After resetting, the problem repeats itself.

machine.reset()

After hundreds of soft resets, the LTE() function occasionally returns successfully and we are able to proceed with full functionality from then on.
But after one (or more) soft resets or spontaneous disconnects, the problem returns. The same happens when resets occur via WDT.

Power cycling will usually cause the module to operate properly on the first try, but not always. And the issue always returns after a period of time.

Firmware Version Tests

This problem is present with many firmware versions, including the experimental Dev branch of pycom-mircopython-sigfox.

  • v1.18.2
  • v1.18.2.r7
  • v1.20.1
  • v1.20.1.r2
  • v1.20.2.rc6
  • Development
    I have used both the pre-compiled firmware as well as built it with pycom-esp-idf and the toolchain. Nothing fixes the problem.
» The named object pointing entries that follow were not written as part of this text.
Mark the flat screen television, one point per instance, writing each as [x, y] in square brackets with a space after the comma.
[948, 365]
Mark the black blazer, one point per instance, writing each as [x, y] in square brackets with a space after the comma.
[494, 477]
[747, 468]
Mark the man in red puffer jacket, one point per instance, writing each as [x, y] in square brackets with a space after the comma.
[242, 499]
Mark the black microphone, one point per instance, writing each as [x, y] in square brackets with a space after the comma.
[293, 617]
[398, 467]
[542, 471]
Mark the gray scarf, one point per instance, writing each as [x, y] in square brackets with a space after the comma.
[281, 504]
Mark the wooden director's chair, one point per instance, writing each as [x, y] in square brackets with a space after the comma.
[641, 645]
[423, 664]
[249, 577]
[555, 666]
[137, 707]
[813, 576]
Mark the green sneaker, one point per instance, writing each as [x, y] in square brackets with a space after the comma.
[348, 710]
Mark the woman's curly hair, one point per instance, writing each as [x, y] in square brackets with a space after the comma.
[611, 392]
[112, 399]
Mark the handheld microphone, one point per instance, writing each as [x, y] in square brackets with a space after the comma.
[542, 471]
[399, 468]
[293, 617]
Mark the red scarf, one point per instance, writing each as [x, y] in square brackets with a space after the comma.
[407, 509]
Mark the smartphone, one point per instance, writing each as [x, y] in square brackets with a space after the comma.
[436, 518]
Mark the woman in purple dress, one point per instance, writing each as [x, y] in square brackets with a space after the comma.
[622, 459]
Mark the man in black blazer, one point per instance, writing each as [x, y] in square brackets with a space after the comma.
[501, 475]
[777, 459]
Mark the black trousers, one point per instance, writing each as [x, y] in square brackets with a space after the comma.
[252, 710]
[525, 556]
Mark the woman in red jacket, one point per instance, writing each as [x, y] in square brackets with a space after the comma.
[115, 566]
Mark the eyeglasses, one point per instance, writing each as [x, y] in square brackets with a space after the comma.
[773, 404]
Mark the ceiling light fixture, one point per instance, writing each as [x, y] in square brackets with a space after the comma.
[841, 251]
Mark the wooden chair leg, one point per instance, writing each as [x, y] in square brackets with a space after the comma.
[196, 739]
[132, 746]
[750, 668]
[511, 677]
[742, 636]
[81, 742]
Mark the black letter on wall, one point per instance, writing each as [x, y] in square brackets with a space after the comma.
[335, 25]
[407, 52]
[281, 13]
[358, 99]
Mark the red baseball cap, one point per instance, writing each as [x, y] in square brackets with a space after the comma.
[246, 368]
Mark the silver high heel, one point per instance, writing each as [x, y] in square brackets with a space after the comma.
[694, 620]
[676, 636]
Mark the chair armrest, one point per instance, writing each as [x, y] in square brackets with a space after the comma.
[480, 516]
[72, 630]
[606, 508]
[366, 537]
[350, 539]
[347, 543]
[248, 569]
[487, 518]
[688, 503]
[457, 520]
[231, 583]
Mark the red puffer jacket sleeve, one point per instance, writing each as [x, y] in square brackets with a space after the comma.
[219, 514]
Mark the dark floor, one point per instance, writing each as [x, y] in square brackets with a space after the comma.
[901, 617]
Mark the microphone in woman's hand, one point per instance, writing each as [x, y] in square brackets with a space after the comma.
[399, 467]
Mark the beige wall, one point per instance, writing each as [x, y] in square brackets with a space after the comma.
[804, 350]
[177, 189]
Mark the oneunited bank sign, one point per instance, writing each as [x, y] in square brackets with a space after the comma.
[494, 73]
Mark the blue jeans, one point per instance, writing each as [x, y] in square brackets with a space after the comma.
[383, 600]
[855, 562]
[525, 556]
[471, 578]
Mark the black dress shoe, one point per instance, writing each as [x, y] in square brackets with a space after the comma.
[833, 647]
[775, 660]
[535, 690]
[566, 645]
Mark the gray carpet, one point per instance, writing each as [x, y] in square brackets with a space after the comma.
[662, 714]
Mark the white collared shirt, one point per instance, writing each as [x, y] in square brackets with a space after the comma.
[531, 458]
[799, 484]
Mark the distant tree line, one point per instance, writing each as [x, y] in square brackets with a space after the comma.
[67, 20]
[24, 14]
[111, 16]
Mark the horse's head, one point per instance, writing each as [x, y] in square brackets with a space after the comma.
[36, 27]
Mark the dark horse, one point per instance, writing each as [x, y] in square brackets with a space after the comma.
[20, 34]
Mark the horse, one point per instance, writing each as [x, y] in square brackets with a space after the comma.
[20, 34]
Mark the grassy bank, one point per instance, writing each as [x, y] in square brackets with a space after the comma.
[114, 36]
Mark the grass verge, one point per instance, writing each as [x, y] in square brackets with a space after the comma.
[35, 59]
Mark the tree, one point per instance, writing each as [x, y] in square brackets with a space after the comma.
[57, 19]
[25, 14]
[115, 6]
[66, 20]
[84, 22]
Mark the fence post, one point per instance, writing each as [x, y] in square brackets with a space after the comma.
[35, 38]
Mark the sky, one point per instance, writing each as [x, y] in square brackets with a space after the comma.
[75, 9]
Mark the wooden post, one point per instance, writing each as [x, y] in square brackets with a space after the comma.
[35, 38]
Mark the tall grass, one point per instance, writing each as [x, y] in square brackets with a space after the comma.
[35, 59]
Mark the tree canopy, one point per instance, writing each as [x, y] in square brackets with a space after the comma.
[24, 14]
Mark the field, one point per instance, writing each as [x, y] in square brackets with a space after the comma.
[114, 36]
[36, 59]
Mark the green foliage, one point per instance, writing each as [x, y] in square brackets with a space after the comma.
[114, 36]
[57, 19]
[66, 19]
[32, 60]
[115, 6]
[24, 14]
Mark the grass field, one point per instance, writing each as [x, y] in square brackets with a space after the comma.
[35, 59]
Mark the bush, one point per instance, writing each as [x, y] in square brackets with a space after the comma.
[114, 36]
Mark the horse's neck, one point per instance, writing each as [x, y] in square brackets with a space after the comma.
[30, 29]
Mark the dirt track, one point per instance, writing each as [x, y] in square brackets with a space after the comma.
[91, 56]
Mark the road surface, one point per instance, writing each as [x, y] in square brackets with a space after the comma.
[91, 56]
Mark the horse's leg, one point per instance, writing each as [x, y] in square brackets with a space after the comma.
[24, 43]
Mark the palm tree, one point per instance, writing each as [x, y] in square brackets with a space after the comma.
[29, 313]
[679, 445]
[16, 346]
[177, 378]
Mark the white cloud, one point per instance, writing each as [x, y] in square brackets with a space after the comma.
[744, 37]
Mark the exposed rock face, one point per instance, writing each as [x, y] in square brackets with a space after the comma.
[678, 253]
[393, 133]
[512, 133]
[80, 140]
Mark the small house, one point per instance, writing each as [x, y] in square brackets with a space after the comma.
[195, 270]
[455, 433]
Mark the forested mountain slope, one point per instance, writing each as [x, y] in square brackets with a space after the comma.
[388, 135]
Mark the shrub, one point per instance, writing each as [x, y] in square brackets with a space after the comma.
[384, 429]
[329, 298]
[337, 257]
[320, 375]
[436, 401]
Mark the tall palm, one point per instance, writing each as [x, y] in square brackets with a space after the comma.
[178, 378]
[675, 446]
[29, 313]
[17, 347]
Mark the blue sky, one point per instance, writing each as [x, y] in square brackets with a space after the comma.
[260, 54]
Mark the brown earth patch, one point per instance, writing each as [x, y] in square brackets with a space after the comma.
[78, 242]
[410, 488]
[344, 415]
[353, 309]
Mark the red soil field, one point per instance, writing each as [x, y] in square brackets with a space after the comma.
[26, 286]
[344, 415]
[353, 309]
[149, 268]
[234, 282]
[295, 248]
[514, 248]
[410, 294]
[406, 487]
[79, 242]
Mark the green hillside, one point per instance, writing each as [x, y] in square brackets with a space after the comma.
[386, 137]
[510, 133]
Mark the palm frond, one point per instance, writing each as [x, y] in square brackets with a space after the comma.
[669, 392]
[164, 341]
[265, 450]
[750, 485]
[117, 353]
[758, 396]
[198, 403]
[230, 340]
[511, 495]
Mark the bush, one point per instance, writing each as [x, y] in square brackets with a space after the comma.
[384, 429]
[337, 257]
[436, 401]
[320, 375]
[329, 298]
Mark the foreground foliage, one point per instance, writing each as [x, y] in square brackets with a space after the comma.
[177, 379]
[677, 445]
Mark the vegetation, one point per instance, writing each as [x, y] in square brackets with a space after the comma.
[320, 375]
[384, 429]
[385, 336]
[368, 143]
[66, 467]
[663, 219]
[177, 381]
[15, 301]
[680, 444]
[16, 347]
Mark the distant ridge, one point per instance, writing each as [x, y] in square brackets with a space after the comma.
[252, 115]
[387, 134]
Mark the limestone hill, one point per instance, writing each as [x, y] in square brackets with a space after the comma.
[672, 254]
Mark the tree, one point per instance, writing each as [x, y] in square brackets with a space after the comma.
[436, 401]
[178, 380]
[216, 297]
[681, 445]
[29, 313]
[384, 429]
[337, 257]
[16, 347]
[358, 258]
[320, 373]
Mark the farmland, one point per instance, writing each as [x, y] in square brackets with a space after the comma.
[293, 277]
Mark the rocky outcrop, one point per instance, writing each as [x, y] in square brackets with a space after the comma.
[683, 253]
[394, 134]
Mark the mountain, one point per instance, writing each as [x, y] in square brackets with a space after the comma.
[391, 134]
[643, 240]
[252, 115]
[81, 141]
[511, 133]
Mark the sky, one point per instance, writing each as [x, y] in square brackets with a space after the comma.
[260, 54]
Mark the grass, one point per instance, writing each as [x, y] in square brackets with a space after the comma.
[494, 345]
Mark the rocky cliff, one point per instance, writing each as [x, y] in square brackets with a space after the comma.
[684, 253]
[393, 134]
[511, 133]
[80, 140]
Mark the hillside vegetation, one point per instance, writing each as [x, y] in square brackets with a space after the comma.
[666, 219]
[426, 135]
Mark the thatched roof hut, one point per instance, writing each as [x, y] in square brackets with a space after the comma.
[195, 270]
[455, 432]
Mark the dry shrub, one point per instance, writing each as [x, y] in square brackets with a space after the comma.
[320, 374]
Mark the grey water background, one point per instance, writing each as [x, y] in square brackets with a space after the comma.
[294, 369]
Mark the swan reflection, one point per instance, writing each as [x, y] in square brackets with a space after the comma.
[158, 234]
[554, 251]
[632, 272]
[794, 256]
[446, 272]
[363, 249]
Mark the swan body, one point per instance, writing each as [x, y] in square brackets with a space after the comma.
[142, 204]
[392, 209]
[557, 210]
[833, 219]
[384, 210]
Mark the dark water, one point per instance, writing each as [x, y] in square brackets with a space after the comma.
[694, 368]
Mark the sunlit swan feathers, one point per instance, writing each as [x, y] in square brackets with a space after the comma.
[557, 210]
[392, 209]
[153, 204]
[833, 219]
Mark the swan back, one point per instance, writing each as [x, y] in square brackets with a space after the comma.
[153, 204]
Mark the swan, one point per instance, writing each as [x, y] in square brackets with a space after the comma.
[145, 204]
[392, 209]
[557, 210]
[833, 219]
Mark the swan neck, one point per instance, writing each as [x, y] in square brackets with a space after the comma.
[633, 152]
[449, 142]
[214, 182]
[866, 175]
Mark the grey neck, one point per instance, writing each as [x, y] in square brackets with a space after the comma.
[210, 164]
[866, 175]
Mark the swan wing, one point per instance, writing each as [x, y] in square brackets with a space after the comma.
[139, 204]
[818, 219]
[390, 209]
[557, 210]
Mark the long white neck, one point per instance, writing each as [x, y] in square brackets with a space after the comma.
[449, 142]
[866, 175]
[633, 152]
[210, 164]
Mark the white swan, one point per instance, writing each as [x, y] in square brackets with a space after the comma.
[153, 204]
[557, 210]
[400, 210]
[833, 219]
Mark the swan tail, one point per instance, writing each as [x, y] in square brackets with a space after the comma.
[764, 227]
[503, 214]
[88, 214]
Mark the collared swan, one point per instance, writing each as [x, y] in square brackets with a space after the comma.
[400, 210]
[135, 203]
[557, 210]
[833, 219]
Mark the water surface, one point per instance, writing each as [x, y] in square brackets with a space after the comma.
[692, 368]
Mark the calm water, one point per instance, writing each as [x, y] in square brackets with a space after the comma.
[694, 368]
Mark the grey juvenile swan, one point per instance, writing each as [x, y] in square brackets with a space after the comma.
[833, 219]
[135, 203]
I am using the latest stable version, CATM1-41065.dup firmware for the modem. It is almost impossible to downgrade because, obviously, I cannot communicate with the modem.

Hardware Tests

This problem is present in two different GPY modules using the Expansion Board 3.1 and the provided cellular antenna.

One module with a firmware test: (sysname='GPy', nodename='GPy', release='1.20.1.r2', version='v1.20.1.r2-5-gdb7f895-dirty on 2020-03-25', machine='GPy with ESP32')

Fix Attempts

Trying lte = LTE() from the CLI does exactly the same thing

Adding pycom.lte_modem_en_on_boot(False) does nothing

Other Instances

I am clearly not the only one with this issue. See these forum threads from 2018:

https://forum.pycom.io/topic/3675/despite-heavy-investment-in-fipy-gpy-not-possible-to-use-board-as-anything-more-than-lte-modem-and-even-that-s-problematic

https://forum.pycom.io/topic/3129/lte-lte-getting-stuck-after-reset-fw-1-17-3-b1-on-fipy

Relevant Code

import pycom
import time
import os
from machine import WDT
from machine import SD
import machine

pycom.wdt_on_boot(True)
pycom.wdt_on_boot_timeout(240000)

wdt = WDT(timeout=240000)  # enable it with a timeout of 240 seconds
wdt.init(240000)
wdt.feed()

import ujson

pycom.wifi_on_boot(False)
pycom.heartbeat(False)

from machine import Pin
from network import WLAN

wlan = WLAN()
wlan.antenna(WLAN.EXT_ANT)
wlan.deinit()

import socket
import ssl
from network import LTE
from network import Bluetooth
from simple import MQTTClient
import ubinascii
import array
from machine import RTC

if pycom.lte_modem_en_on_boot():
    print("LTE on boot was enabled. Disabling.")
    pycom.lte_modem_en_on_boot(False)

print("LTE()")

try:
    lte = LTE()
except:
    time.sleep(6)
    machine.reset()

#we rarely get here...
print("LTE() done")
#rest of program...

Proposed Resolution

There must be a way to reset the communication lines between the ESP32 and the Modem without first executing lte = LTE(). I am comfortable building my own updated firmware with a solution from Pycom. However, I need assistance due to the complexity of the the LTE-related firmware and processes.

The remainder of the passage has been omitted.